Tools like wss (from Brendan Gregg’s perf tools) approximate WSS using these techniques:

1
2
3
$ wss $(pidof app) 60
Watching PID 12345 page references for 60 seconds...
Working set size: 1.2 GB

WSS < RSS is normal. Not all resident pages are actively used. The gap represents cold data (old allocations, rarely accessed structures).

The Gap: Heap vs RSS

This is where confusion often occurs and where structural memory issues appear.

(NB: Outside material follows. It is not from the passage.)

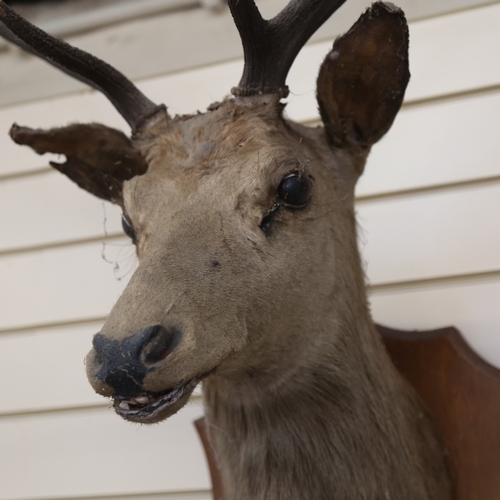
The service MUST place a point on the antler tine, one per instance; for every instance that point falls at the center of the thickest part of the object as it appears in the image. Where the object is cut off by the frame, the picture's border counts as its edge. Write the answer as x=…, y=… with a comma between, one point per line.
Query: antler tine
x=270, y=47
x=128, y=100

Your allocator (malloc/jemalloc/tcmalloc) tracks heap allocations. The kernel tracks RSS (physical pages). These numbers don’t match.

flowchart TB subgraph app["Application View"] malloc[malloc/free calls] heap[Heap: 1.8GB in use] end subgraph allocator["Allocator View"] arenas[Arenas/Slabs/Pools] metadata[Allocator Metadata] freed[Freed but not returned] end subgraph kernel["Kernel View"] pages[Mapped Pages] rss[RSS: 2.1GB] end malloc --> allocator allocator --> kernel heap -.Gap: 300MB.-> rss style app fill:#3A4A5C,stroke:#6b7280,color:#f0f0f0 style allocator fill:#3A4C43,stroke:#6b7280,color:#f0f0f0 style kernel fill:#4C4538,stroke:#6b7280,color:#f0f0f0

Why RSS > Heap

  1. Allocator overhead: Metadata, alignment, guard pages
  2. Granularity: Allocators work in large chunks (arenas, slabs), not individual allocations
  3. Fragmentation: Freed memory stays mapped until coarse-grained structures drain
  4. Retained memory: Allocators cache freed memory for reuse instead of returning to OS

Example:

 1
 2
 3
 4
 5
 6
 7
 8
 9
10
11
12
13
// Allocate 1GB spread across many small objects
for (int i = 0; i < 1000000; i++) {
    ptrs[i] = malloc(1024);
}
// Heap in use: ~1GB
// RSS: ~1GB + allocator overhead

// Free 99% of allocations
for (int i = 0; i < 990000; i++) {
    free(ptrs[i]);
}
// Heap in use: ~10MB
// RSS: Still ~1GB (fragmented slabs can't be returned)

This gap - memory that’s freed at the allocator level but still resident at the kernel level - is where structural memory leaks occur.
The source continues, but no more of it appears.